The Law Offices of Dax J. Miller may help you get a mortgage loan modification on your home or investment property. Contact us for a free consultation today.
A mortgage loan modification is just that — the mortgage company revises your mortgage to give you a more affordable payment. This may involve:
- Reducing your loan amount to more closely reflect what the property is worth;
- Reducing your mortgage interest rate; and/or
- Extending the total number of years that your mortgage may be paid back.
A favorable modification of any of these terms typically allows you to reduce your total monthly mortgage payment. Contrary to public opinion, you may seek a loan modification whether you are behind on your mortgage or not. Ultimately, the only requirement is that you want a better, more affordable deal.
A mortgage loan modification may be pursued in several different scenarios:
- You may retain our firm to work directly with the mortgage company on your behalf to seek a mortgage loan modification;
- We may file you in a Chapter 7 Bankruptcy to discharge your other debt which sometimes makes you appear more favorable to your mortgage company; or
- We may file you in a Chapter 13 Bankruptcy to use the Chapter 13 Bankruptcy Trustee loan modification program.
Each scenario offers various advantages in disadvantages in terms of success rate, time and cost.
Working directly with your mortgage company for a mortgage loan modification
A benefit of working directly with your mortgage company for a loan modification is that you do not need to spend your time and money on a bankruptcy filing to get what you want. This is a great option for people with no other debt that needs to be addressed. However, you should have little to no mortgage delinquency to avail yourself of this option.
Chapter 7 Bankruptcy combined with a loan modification
If you need a mortgage loan modification and you have other debt that you also need to address, then Chapter 7 Bankruptcy combined with a loan modification may be the best option for you. This method involves filing and completing a Chapter 7 Bankruptcy to eliminate your other debt. Then, after the Chapter 7 Bankruptcy has concluded, we initiate loan modification negotiations with your mortgage company. By and large, our experience reveals that where a mortgage company failed to offer a loan modification before, your Chapter 7 discharge warrants another review of the account.

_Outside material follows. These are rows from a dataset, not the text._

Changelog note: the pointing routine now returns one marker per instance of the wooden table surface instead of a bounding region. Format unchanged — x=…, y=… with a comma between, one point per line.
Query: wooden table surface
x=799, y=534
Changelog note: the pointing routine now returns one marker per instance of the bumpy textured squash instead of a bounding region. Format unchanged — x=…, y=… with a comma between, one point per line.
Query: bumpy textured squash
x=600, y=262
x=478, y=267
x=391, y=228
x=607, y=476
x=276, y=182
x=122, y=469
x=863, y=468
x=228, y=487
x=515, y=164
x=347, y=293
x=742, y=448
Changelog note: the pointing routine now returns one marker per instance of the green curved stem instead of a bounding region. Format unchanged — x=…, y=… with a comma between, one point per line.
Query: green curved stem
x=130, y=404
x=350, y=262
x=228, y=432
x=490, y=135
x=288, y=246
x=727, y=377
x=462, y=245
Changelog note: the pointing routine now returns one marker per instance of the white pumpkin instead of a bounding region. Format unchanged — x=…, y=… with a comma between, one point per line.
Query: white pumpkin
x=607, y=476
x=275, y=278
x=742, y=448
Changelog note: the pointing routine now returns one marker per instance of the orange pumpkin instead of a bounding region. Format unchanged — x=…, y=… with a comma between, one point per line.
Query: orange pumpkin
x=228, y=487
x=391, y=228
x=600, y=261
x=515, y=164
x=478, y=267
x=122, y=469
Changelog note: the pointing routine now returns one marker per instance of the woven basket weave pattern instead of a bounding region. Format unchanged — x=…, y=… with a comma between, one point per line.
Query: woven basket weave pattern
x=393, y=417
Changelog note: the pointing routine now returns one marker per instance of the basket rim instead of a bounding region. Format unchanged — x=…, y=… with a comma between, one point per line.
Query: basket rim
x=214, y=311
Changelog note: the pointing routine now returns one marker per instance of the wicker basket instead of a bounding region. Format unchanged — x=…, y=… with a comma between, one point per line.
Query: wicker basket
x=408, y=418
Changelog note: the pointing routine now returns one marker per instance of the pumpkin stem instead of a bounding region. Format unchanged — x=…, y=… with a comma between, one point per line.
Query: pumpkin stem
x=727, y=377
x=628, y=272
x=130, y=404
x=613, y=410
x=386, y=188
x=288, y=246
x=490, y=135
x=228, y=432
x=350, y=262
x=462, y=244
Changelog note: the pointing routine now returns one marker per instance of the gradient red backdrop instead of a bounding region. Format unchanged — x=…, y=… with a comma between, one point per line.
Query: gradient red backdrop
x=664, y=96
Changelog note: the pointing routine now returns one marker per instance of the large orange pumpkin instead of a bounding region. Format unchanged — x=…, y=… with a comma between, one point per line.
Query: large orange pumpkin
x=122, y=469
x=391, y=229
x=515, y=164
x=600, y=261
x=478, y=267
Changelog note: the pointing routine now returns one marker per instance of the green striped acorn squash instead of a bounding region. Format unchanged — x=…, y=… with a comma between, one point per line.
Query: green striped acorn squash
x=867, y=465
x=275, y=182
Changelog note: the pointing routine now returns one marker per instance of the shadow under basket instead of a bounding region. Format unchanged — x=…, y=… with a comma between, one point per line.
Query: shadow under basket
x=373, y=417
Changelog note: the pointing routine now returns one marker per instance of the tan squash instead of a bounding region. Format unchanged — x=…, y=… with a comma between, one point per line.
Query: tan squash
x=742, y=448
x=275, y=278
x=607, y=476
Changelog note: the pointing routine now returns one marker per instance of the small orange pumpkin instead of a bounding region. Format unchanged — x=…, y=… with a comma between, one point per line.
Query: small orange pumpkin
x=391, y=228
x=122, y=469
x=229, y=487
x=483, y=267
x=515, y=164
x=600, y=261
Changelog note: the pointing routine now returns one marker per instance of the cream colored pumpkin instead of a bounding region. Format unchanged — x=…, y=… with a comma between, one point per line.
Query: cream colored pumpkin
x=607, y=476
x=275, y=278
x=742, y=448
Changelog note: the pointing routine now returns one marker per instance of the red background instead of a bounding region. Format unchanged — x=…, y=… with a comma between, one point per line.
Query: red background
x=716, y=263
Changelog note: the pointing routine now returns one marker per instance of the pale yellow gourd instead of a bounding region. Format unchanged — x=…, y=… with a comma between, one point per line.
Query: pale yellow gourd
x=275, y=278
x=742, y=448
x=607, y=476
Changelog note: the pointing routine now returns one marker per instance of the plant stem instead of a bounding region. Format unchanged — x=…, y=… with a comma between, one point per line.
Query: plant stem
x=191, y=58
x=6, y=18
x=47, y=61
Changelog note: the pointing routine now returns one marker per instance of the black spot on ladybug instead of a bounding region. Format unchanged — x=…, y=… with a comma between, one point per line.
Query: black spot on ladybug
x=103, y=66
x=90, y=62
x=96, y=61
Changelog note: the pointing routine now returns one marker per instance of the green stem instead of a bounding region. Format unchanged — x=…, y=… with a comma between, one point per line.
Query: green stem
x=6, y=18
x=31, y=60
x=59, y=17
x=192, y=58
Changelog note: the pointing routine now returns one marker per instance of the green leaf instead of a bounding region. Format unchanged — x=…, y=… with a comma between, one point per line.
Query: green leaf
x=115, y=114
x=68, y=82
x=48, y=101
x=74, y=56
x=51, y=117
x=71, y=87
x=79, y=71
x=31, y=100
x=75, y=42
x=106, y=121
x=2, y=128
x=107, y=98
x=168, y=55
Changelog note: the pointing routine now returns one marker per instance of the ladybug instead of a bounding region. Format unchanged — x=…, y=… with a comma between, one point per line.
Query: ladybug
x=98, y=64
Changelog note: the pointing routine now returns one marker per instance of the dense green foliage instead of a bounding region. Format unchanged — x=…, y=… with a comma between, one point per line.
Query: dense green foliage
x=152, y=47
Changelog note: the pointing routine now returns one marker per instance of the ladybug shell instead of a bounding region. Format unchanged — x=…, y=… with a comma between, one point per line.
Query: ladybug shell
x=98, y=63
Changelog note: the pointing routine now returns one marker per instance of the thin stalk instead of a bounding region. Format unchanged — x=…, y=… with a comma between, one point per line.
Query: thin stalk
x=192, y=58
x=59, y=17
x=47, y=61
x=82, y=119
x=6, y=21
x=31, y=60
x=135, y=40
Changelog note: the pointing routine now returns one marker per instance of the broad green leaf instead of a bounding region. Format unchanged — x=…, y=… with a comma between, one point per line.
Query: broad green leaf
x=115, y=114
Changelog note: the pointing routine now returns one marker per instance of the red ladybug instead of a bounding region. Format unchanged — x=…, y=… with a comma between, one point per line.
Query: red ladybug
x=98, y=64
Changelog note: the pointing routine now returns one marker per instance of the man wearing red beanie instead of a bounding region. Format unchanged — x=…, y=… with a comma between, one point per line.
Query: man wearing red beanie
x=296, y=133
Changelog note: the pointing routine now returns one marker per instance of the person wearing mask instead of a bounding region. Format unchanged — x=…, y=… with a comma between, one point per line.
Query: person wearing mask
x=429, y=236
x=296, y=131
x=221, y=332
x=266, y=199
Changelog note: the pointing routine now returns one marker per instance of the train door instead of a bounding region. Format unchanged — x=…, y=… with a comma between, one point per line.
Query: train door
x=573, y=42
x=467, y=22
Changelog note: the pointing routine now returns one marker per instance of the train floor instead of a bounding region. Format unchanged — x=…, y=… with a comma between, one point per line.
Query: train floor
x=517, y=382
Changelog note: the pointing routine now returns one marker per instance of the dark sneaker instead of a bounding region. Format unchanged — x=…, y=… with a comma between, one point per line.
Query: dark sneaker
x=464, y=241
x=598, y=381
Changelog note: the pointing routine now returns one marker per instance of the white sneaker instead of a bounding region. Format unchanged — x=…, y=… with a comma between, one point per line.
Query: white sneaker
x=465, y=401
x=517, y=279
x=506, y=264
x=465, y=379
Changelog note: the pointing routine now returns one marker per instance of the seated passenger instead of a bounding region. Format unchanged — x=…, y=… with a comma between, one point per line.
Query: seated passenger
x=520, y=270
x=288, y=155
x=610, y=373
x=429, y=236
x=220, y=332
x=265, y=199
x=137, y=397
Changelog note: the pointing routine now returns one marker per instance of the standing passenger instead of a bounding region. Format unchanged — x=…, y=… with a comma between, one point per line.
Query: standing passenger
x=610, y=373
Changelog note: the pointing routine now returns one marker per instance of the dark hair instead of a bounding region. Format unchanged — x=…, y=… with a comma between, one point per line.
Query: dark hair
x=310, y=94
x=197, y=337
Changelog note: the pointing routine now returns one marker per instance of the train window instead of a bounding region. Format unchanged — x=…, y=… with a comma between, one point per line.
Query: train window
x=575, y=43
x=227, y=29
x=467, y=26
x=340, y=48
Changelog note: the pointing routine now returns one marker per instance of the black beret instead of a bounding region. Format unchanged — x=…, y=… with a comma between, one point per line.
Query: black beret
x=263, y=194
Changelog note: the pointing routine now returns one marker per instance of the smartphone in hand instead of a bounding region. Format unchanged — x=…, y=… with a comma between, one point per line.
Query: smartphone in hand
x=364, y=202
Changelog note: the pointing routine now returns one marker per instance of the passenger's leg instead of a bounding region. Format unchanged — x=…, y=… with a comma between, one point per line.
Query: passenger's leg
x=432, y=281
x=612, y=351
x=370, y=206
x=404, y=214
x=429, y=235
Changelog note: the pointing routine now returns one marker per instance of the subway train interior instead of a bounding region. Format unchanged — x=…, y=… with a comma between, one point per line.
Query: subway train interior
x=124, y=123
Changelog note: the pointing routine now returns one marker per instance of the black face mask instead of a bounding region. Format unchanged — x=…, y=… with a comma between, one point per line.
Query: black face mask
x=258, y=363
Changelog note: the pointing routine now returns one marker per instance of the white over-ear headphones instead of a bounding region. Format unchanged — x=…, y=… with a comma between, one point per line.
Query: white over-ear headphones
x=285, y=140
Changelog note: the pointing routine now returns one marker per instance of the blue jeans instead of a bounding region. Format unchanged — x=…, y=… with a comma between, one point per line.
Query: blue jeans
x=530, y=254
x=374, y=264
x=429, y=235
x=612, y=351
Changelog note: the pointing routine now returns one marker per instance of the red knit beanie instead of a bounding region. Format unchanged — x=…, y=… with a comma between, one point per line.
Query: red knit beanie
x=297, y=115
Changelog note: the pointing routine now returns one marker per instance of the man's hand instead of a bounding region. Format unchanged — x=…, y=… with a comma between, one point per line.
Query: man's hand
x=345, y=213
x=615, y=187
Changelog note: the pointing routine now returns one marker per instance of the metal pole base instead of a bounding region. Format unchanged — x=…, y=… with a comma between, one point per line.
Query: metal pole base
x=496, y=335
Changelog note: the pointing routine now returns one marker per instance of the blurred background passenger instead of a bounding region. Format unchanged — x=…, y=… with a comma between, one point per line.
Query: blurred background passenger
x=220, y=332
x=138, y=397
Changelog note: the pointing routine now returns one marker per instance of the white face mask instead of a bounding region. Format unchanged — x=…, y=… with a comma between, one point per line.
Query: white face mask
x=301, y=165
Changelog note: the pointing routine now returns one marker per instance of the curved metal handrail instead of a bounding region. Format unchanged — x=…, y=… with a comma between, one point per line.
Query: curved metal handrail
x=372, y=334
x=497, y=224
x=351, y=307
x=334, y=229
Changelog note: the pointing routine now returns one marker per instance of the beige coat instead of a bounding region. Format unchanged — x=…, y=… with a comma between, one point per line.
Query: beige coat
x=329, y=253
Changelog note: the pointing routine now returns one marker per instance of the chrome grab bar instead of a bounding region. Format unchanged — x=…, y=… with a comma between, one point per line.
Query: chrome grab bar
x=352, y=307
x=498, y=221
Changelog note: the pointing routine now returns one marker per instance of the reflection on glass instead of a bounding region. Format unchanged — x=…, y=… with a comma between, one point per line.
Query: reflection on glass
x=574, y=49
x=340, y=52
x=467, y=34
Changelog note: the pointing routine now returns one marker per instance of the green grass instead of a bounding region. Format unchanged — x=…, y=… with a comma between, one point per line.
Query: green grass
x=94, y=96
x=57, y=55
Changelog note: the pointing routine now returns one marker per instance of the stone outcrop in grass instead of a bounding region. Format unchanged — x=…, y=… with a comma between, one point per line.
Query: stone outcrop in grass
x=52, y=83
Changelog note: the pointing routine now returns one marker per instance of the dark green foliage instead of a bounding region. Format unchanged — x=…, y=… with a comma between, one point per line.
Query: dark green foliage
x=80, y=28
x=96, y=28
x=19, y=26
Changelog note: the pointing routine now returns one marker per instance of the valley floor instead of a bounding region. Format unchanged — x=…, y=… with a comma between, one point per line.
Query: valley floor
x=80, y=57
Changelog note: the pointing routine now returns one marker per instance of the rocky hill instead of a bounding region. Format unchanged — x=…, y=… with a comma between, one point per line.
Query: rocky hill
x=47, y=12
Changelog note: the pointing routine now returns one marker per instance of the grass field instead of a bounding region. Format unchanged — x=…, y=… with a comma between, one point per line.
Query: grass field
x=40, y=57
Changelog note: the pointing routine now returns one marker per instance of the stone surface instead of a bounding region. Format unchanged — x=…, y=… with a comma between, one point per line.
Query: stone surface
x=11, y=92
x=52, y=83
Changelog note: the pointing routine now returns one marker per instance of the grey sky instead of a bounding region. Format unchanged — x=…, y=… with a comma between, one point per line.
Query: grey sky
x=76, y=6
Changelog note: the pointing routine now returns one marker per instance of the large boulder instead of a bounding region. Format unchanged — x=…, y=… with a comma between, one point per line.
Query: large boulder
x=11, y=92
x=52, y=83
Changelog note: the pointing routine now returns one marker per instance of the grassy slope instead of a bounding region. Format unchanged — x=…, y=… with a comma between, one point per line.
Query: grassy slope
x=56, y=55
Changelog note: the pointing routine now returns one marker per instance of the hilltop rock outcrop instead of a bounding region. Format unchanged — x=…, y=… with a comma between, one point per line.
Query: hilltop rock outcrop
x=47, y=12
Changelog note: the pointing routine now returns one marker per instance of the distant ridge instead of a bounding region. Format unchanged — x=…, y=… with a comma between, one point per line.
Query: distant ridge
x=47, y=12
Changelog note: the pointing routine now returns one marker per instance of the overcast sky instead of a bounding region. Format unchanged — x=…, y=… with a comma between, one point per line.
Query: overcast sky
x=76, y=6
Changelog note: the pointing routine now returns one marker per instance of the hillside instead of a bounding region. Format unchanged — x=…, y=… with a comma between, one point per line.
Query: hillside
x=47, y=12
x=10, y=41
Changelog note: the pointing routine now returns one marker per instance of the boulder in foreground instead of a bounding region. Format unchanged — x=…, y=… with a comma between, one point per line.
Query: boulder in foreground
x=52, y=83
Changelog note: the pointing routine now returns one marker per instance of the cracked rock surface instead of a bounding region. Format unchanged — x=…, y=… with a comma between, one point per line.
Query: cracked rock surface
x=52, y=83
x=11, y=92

Chapter 13 Bankruptcy Court loan modification program
Finally, the Chapter 13 Bankruptcy court loan modification program may be an excellent option for you. The Chapter 13 Bankruptcy Trustee has developed a simple, streamlined procedure that may allow you to obtain a loan modification under the supervision of the Federal Court system. Consequently, using this method generally allows for a more uniform, efficient submission of documents. Naturally, the end result amounts to less time and money spent by you. Moreover, the Chapter 13 Bankruptcy allows you to strip off second mortgages, eliminate IRS or Indiana State income tax debt and pay off delinquent property tax debt. This is all done with the intention and effect of you exiting the Chapter 13 Bankruptcy with your home safe and secure and otherwise free from liens that could jeopardize your home ownership.